Spark Differentiation

Learn what factors and features differentiate the Spark framework from other processing engines.

Spark can be defined as a unified engine for processing large-scale distributed data on-premise in the data center or in the cloud. Some of the key characteristics and differentiators of the Spark framework are as follows:

  • Speed: Spark takes advantage of hardware advances, multithreading, and multiprocessing to execute workloads efficiently. Spark creates a directed acyclic graph (DAG) for computing a query. The graph can be decomposed into tasks that can be executed in parallel across the cluster. The physical execution engine of Spark, known as Tungsten, uses whole-stage code generation for compact code execution. We’ll study these concepts in later lessons. Spark stores intermediate results in memory instead of writing them to disk, which limits disk I/O and boosts performance.

  • Usability: Spark provides for a simplified programming model. At the API core is a data structure called the Resilient Distributed Dataset (RDD), upon which higher abstractions are built.

  • Modularity: Spark supports executing all kinds of workloads (written in supported languages), ranging from batch processing to streaming, under a single execution engine. This feature characterizes Spark as the unified big data processing engine.

  • Extensibility: Unlike Hadoop, Spark decouples storage and computation. Spark focuses on its fast, parallel computation engine rather than on storage. It can read from a variety of data sources, e.g. HDFS, Hive, Cassandra, MongoDB, MySQL. A number of Spark connectors are maintained by the Spark developer community to connect to external data sources, performance monitors and other systems.

MapReduce is ideal for large-scale batch processing jobs but falls short for other workloads such as streaming, machine learning, or interactive SQL-like queries. To fill this gap several other projects such as Apache Storm, Apache Impala, Apache Drill, Apache Mahout, and Apache Giraph came into being, creating a steep learning curve and increasing complexity with their own configurations and APIs. Each specialized engine was customized for a specific type of workload. Spark challenged this state by replacing the separate batch processing, graph, stream, and query engines like Storm, Impala, Dremel, and Pregel. with a unified stack of components that addressed diverse workloads under a single distributed fast engine. Thus Spark can be thought of as a unified engine for big data workloads processing.

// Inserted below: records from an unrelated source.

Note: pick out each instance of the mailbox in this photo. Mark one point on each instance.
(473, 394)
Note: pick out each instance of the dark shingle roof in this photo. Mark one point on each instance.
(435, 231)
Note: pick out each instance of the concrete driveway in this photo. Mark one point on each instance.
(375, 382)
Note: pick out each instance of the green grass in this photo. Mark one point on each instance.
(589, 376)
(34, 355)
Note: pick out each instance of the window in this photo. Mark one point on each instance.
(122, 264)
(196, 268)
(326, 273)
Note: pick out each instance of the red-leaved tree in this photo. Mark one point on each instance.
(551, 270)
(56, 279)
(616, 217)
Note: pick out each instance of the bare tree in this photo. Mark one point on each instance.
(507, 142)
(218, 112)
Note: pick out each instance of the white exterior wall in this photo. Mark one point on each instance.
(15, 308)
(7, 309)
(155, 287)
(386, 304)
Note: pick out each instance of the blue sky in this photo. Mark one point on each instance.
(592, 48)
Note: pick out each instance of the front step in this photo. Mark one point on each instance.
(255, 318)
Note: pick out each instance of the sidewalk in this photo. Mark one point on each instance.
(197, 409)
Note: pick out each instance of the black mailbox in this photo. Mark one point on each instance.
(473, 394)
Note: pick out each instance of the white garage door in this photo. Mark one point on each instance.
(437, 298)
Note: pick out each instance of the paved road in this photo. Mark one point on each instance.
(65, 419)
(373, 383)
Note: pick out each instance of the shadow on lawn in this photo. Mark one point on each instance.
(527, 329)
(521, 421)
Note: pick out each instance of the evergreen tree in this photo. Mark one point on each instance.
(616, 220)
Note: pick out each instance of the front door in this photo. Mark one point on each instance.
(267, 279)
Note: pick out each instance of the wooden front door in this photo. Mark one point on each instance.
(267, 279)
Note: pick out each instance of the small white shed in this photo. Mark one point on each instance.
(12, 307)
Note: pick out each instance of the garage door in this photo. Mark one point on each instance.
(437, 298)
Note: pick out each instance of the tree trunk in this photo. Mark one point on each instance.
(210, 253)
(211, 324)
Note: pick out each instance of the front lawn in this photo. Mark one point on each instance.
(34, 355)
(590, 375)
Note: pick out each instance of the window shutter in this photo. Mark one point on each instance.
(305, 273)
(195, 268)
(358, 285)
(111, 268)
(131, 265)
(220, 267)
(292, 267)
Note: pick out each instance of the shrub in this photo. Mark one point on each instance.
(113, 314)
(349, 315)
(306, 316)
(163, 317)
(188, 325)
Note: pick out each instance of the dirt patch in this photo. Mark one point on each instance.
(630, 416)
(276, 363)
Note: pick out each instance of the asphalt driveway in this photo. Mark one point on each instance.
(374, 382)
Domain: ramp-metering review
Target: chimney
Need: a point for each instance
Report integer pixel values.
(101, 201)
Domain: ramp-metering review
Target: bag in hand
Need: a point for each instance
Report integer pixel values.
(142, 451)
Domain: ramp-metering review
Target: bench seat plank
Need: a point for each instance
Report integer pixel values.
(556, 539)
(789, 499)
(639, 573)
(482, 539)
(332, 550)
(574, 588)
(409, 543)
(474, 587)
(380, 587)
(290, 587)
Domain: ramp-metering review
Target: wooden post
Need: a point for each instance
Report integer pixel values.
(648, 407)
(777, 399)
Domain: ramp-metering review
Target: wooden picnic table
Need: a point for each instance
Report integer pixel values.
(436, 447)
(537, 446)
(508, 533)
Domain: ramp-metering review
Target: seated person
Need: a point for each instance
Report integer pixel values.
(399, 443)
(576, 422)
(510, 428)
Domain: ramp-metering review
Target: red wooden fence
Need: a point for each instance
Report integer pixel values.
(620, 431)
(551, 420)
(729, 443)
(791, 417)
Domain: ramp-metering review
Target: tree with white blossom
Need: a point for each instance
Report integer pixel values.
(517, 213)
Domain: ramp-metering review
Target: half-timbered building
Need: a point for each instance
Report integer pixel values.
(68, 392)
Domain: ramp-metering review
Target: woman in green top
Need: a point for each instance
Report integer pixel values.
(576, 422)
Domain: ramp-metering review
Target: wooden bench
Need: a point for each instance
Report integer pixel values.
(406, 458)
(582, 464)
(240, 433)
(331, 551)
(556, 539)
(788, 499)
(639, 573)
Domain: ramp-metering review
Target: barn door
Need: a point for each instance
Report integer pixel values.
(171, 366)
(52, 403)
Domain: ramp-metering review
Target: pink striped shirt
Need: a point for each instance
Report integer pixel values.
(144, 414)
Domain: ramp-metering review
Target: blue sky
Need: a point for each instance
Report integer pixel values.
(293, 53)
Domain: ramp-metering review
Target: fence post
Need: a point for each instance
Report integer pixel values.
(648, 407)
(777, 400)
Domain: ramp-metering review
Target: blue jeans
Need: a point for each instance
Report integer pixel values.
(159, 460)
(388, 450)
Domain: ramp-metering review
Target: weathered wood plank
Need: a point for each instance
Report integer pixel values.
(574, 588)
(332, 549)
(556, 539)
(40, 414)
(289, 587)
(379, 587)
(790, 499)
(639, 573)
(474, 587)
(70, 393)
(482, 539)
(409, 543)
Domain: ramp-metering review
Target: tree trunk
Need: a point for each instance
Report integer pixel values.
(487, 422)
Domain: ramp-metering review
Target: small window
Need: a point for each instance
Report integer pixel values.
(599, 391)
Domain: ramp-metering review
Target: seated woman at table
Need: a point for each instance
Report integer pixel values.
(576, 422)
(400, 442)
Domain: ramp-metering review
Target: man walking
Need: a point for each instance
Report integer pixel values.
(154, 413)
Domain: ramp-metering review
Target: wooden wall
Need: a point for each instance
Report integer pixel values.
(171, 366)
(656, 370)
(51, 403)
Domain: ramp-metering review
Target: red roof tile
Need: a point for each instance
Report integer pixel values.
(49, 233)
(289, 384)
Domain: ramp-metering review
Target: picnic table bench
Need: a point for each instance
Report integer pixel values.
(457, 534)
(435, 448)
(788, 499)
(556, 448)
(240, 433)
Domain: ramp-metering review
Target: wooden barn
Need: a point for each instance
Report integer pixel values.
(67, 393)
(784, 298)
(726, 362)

Spark is able to process various types of workloads by providing components and libraries that are suitable for each kind of workload. The four components of Spark are:

  • Spark SQL: This module is ideal for working with structured data stored in RDBM tables or file formats such as CSV, JSON, Parquet, and Avro, etc. Once the data has been read in, we can run SQL-like queries to create a Spark DataFrame from the data returned by the query.

  • Spark MLlib: Spark ships with a library containing the most commonly used machine learning algorithms to create models with. The algorithms build on top of DataFrames, which is a higher level API.

  • Spark Structured Streaming: Spark supports computations on streaming data from sources such as Kafka, Kinesis, HDFS, or cloud storage. The functionality is built atop Spark SQL engine based on the DataFrame API. Spark views streaming data as new rows of data being appended to an ever growing table that can be queried by developers like a static table.

  • GraphX: Spark allows for manipulating graphs such as social networks, network topology graphs, or connection points and routes through this module.

These four components are distinct from Spark’s core fault-tolerant engine. Generally, a developer writes code in Java, R, Scala, SQL, or Python which is converted into Java’s bytecode and executed in JVMs across the cluster.